Flash-attention-class memory efficiency for GPUs without flash attention
Project description
noflash-attention
Unlock video generation, high-res image synthesis, long-context inference, and extended training on GPUs left behind by Flash Attention.
Without fused attention kernels, PyTorch falls back to Math SDPA — which materializes the full N x N attention matrix and OOMs on any serious workload.

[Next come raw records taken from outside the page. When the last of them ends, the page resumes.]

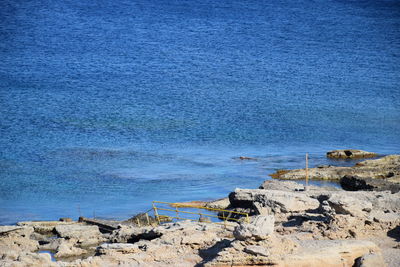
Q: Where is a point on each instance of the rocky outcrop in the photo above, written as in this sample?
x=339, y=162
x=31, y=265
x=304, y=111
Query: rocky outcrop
x=45, y=227
x=386, y=168
x=354, y=183
x=350, y=154
x=86, y=235
x=67, y=248
x=260, y=228
x=276, y=201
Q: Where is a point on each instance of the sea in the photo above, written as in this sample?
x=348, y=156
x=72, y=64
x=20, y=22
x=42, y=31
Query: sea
x=106, y=106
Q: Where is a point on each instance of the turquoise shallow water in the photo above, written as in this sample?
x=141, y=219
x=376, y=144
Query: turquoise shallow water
x=105, y=106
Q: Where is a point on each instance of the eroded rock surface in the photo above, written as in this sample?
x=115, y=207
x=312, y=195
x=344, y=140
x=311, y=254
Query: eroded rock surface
x=387, y=169
x=350, y=154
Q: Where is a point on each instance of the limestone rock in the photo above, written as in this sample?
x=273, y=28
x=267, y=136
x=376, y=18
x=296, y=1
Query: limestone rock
x=85, y=234
x=383, y=168
x=329, y=253
x=257, y=250
x=350, y=154
x=260, y=228
x=355, y=183
x=370, y=260
x=278, y=201
x=67, y=249
x=343, y=204
x=44, y=227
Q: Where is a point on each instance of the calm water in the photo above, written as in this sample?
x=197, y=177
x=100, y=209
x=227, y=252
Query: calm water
x=108, y=105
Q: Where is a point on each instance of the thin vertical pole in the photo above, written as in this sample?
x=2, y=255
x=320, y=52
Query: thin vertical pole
x=156, y=213
x=306, y=171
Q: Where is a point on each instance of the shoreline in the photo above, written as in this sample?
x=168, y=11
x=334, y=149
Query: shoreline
x=288, y=226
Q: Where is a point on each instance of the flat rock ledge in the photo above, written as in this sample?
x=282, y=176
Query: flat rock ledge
x=288, y=227
x=350, y=154
x=386, y=170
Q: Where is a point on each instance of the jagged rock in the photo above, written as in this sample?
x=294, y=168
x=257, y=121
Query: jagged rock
x=15, y=240
x=354, y=183
x=384, y=168
x=257, y=250
x=85, y=234
x=44, y=227
x=132, y=234
x=222, y=203
x=370, y=260
x=118, y=247
x=343, y=204
x=329, y=253
x=28, y=259
x=260, y=228
x=277, y=201
x=67, y=249
x=350, y=154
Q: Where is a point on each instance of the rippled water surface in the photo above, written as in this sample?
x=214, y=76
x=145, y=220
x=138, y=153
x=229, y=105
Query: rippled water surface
x=108, y=105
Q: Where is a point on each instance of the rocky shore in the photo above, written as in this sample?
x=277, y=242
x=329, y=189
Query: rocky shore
x=289, y=226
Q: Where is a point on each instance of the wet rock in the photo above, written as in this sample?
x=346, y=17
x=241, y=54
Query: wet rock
x=343, y=204
x=85, y=234
x=257, y=250
x=222, y=203
x=67, y=248
x=260, y=228
x=350, y=154
x=132, y=234
x=44, y=227
x=118, y=247
x=329, y=253
x=15, y=240
x=370, y=260
x=355, y=183
x=64, y=219
x=384, y=168
x=277, y=201
x=32, y=260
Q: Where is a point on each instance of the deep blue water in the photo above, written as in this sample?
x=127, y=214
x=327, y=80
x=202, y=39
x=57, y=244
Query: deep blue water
x=108, y=105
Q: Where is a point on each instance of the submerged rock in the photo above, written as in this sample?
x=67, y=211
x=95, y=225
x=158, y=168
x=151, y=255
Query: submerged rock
x=384, y=168
x=277, y=201
x=355, y=183
x=350, y=154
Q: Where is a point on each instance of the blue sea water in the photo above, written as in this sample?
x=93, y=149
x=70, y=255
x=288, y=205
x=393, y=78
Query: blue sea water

This package is a drop-in replacement for F.scaled_dot_product_attention that reduces memory from O(N^2) to O(N) using tiled computation. No fused kernels, no custom ISA, pure PyTorch.
One import. Zero code changes:
pip install noflash-attention
import noflash_attention # patches SDPA globally — done
Workloads that were impossible — 720p video generation, 1080p audio-video synthesis, 1536x1536 image generation, 16K+ context inference, longer-context fine-tuning — now run within your existing VRAM budget.
Who This Is For
Flash Attention and fused SDPA kernels only work on specific hardware. Every other GPU falls back to Math SDPA, which allocates the full N x N score matrix — at 75K tokens (a 5-second 720p video), that's over 500 GB for a single attention layer.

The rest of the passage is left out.